The British government is proposing a new venture capital fund in order to help nurture innovative firms based in this country.
Called the National Investment Fund, the government says it will help promising British startups compete on the world stage, in a post-Brexit world.
The proposed fund also aims to “close the £4 billion funding gap between American and British firms”, and help ensure the UK has thriving businesses in the years ahead.
The British Government consultation, called ‘Financing growth in innovative firms’, looks at ways to ensure start-ups have access to the finance they need.
Although the UK is currently considered to be one of the best European countries for access to venture capital seed funding, the UK actually lags far behind other countries such as the United States and China, as there is a smaller pool of venture capital available here to young local companies.
And there is concern that Brexit will have significant impact, as British businesses also rely on funding from the European Investment Fund.
Indeed, it is reported that almost 40 percent of all the funding for UK-based venture capital firms comes from the European Investment Fund.
But Brexit could see access to this fund potentially removed, hence the reason why the British government is considering its own start-up fund.
“Britain is an innovation powerhouse and it’s vital that we make sure our cutting-edge firms have the funding they need to meet their potential and conquer new markets,” explained Chancellor of the Exchequer, Phillip Hammond.
“Meeting this challenge will boost our productivity and enable us to create more well paid jobs across the UK,” he added.
The government said the new fund could be set up as a public-private partnership or be placed fully on the government’s balance sheet to be sold off once it has established a sufficient track record.
The consultation is part of the ‘Patient Capital Review’ announced by the Prime Minister last November, to strengthen the UK as a place where innovative firms can obtain the long-term ‘patient’ finance they need to scale up.

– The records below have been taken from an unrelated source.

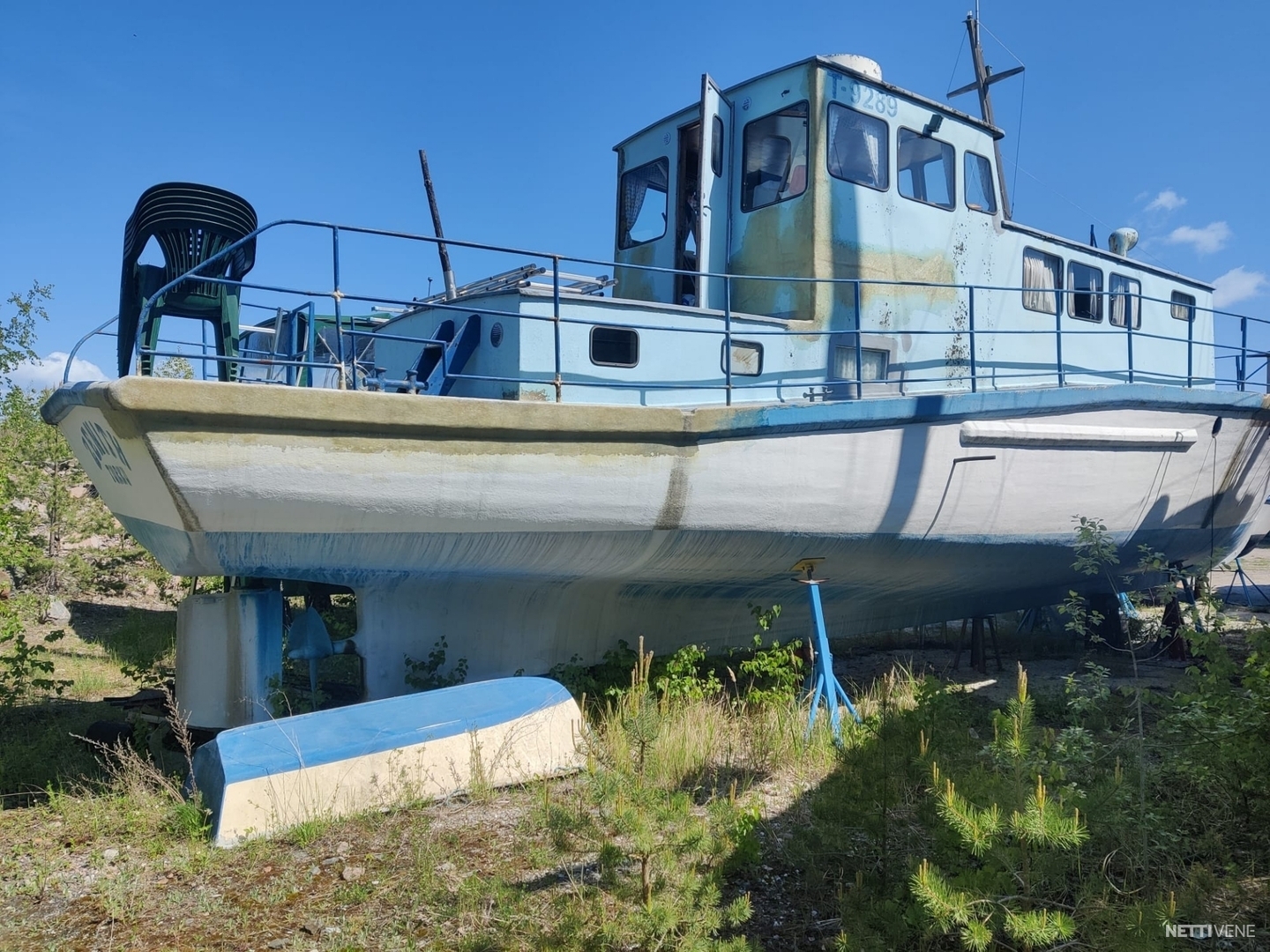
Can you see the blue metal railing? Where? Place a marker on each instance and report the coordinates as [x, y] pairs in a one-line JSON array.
[[963, 368]]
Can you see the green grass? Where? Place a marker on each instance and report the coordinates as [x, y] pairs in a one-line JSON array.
[[698, 822]]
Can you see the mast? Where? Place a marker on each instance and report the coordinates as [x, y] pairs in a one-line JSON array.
[[983, 80], [446, 273]]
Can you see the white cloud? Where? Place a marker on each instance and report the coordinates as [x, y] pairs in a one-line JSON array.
[[1211, 238], [1166, 201], [1237, 285], [46, 374]]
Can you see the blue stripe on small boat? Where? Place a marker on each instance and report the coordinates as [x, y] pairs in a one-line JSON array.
[[343, 733]]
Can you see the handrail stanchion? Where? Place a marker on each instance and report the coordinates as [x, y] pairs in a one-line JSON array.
[[1128, 331], [556, 319], [860, 367], [975, 385], [1058, 338], [1244, 349], [70, 357], [335, 296], [727, 339], [1191, 352]]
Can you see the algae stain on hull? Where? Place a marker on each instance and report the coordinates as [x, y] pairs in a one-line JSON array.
[[778, 242]]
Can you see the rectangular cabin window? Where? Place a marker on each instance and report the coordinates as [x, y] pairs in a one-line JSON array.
[[775, 158], [716, 147], [979, 192], [1125, 301], [1085, 297], [926, 172], [644, 195], [747, 358], [1042, 280], [859, 147], [614, 346], [1183, 306], [873, 363]]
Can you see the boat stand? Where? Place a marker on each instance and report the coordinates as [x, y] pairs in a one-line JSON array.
[[1244, 580], [822, 682], [978, 655]]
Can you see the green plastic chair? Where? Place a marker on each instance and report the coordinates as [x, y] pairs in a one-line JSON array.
[[190, 224]]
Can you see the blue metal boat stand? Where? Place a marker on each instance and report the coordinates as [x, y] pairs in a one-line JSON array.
[[822, 683]]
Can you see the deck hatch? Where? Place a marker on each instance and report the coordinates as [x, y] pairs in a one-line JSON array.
[[614, 346]]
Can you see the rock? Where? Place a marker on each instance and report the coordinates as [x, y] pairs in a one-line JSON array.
[[57, 612], [109, 734]]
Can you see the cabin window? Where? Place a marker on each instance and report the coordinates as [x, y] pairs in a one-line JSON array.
[[1125, 301], [747, 358], [979, 193], [775, 158], [644, 199], [859, 147], [1042, 280], [1085, 299], [1183, 306], [926, 170], [716, 147], [873, 363], [614, 346]]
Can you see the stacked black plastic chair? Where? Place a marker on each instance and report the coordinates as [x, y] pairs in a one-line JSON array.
[[192, 224]]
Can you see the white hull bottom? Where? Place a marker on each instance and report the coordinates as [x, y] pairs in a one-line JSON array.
[[503, 625], [531, 533]]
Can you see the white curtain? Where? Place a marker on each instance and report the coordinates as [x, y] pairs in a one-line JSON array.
[[856, 147], [1125, 294], [1042, 279]]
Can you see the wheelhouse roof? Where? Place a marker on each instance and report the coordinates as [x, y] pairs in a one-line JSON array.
[[837, 68]]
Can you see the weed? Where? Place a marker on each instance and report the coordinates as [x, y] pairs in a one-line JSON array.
[[426, 675], [26, 666]]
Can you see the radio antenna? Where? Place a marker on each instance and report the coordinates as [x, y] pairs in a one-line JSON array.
[[983, 80], [446, 273]]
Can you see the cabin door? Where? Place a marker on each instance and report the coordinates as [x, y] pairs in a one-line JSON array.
[[714, 219], [687, 206]]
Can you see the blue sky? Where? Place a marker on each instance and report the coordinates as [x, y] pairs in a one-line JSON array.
[[1132, 113]]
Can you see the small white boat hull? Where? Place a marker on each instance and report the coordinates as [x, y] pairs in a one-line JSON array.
[[265, 778]]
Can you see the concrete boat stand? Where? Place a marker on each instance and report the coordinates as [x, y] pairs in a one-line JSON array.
[[263, 775]]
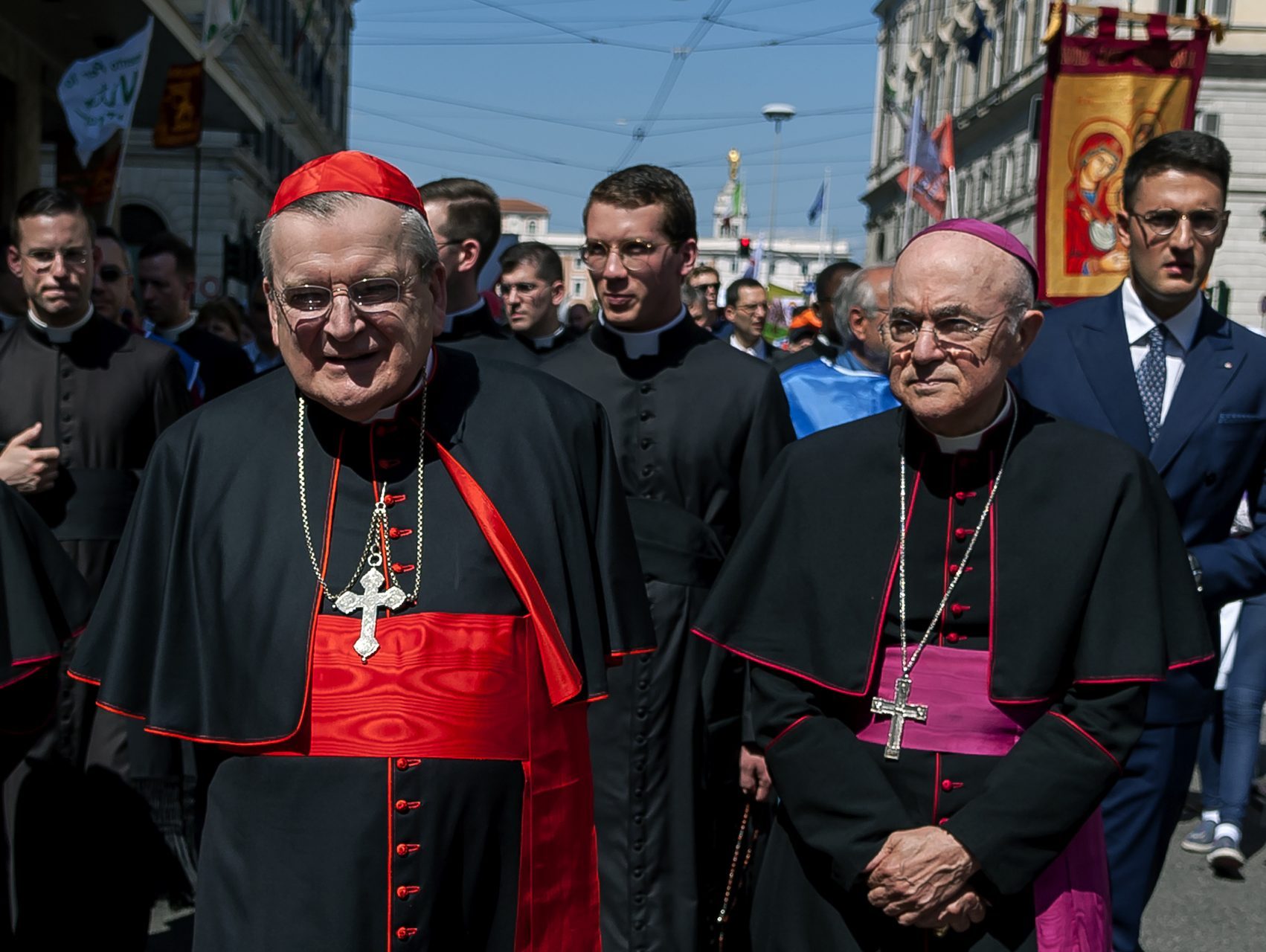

Unfortunately, it seems while UK firms do quite well for funding on a European basis, it is falling short when compared to other nations. For example, fewer than 1 in 10 firms that receive seed funding in the UK goes on to get fourth round investment. This is compared to nearly a quarter in the United States.
And the UK apparently accounts for just 4 percent of the world’s “unicorn” startups valued at more than $1 billion, compared with 54 percent in the US and 23 percent in China.
And it is true that top US firms are also much younger than UK firms, which again suggests the US is more effectively growing new businesses into large scale firms.
Indeed, the UK has preciously little large-scale tech firms left.
One of the most notable British tech success stories in recent times, ARM Holdings, was sold to Japanese giant Softbank for £24 billion, this time last year.
Another notable British software giant is the accountancy giant Sage, based in Newcastle. Last December it was reported that it was examining the sale of its North American payments business.
Meanwhile Hewlett-Packard bought Autonomy for $11.1 billion (£7.3bn) in 2011, but that takeover quickly soured after Autonomy’s former management team was accused of artificially inflating its value.